When you are writing a research paper, you have to be aware of plagiarism and its consequences. Plagiarism is taking credit for someone else's writing as if it were one's own. To avoid plagiarism, you must provide full citations for all types of sources, including, books, articles, government documents, interviews, Internet sources, and media.
The penalties for plagiarism are heavy, starting with failing grades and extending all the way to expulsion. Furthermore, plagiarists lose the opportunity to develop their writing skills and this diminishes the value of their education. Therefore, you should be very careful to avoid plagiarism.
Remember that accidental plagiarism is still plagiarism! Knowing the standards of academic integrity can help you use sources in an academically acceptable way.
Strategies for avoiding plagiarism:
- Write down the citation information and page numbers for every source you use, so that you can easily find it again later.
- Take notes as you are reading to remind yourself what information came from each source.
- Instead of copying and pasting, put the original source aside and write down the main ideas in your own words. This is one method of paraphrasing — using someone else's ideas but putting them in your own words.

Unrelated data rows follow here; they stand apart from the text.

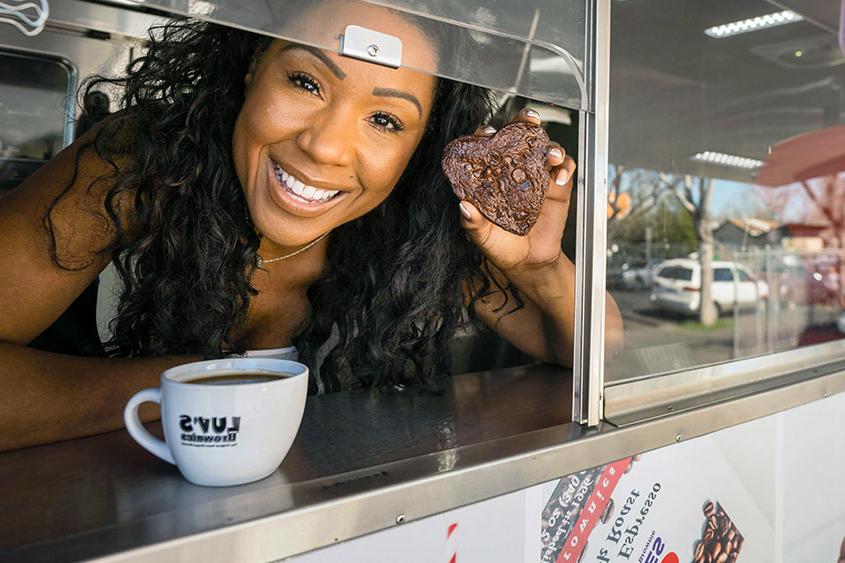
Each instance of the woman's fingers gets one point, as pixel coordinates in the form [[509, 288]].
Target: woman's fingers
[[485, 131], [529, 115], [476, 225]]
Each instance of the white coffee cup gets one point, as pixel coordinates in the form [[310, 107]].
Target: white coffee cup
[[223, 433]]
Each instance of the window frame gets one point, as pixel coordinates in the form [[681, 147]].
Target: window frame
[[660, 394]]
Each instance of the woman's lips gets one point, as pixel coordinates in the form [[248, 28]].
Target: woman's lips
[[284, 195]]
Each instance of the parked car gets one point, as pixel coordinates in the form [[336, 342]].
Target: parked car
[[676, 286]]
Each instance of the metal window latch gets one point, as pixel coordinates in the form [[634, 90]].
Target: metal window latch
[[28, 17], [373, 46]]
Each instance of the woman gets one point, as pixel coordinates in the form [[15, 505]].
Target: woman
[[256, 194]]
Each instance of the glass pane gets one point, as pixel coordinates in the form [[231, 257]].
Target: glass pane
[[33, 114], [534, 49], [726, 154]]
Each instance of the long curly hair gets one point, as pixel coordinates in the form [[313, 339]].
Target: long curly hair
[[391, 296]]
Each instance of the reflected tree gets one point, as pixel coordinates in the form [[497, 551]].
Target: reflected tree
[[696, 197]]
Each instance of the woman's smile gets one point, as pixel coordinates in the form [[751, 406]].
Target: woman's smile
[[297, 194]]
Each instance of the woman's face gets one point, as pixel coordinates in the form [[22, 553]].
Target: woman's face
[[322, 139]]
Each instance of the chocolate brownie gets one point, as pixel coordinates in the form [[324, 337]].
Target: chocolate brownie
[[504, 176]]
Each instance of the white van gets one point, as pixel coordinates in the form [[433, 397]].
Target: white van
[[676, 286]]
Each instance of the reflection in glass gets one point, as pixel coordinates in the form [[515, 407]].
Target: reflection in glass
[[33, 108], [726, 205]]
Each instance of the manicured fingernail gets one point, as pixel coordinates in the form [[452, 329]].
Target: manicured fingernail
[[561, 178], [465, 210]]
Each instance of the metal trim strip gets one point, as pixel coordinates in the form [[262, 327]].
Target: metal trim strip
[[588, 356]]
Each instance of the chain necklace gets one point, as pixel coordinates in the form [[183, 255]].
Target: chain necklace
[[261, 262]]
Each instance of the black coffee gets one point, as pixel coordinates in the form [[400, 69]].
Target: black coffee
[[236, 378]]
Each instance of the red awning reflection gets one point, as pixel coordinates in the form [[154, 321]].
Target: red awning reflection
[[806, 156]]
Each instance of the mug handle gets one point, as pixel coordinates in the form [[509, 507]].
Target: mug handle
[[137, 430]]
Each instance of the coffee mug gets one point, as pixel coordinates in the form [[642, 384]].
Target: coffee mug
[[226, 422]]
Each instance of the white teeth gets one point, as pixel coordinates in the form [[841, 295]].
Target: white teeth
[[303, 191]]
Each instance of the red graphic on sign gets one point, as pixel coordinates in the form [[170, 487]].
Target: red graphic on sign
[[589, 516]]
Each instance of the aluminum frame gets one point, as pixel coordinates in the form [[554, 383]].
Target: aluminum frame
[[590, 295]]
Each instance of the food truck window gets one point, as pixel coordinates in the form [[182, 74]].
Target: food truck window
[[726, 156], [515, 309], [34, 104]]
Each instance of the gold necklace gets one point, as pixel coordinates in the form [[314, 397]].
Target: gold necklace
[[261, 262]]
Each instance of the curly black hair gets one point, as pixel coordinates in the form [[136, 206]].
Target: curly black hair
[[391, 296]]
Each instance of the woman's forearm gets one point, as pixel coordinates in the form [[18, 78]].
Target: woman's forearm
[[551, 289], [49, 397]]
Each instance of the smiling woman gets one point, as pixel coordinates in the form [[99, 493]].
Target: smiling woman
[[254, 193]]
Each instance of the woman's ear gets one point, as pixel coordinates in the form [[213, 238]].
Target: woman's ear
[[250, 72]]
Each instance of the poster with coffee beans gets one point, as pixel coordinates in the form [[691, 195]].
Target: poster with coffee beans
[[685, 503]]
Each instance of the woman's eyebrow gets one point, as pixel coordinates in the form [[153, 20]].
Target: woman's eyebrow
[[398, 94], [387, 92], [320, 55]]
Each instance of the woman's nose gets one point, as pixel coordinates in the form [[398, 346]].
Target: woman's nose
[[328, 138]]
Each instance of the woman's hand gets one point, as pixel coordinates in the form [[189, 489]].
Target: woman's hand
[[542, 245]]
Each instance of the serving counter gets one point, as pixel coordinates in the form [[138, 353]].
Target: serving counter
[[105, 495], [363, 461]]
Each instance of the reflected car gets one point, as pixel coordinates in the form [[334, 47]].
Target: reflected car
[[677, 286]]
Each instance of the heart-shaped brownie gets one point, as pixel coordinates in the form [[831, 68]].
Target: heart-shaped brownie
[[504, 176]]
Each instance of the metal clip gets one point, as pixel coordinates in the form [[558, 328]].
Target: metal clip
[[373, 46]]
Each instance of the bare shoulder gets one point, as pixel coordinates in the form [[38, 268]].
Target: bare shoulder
[[56, 215]]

Note that you will still need to cite the source of these ideas.
- It is a good idea to quote directly from sources, but you must make sure that you put any words that are not your own into quotations and cite their source.
Because not all cultures have the same understanding of plagiarism, and because college is different from high school, it's important that you take time to familiarize yourself with the academic integrity policies at Queens College.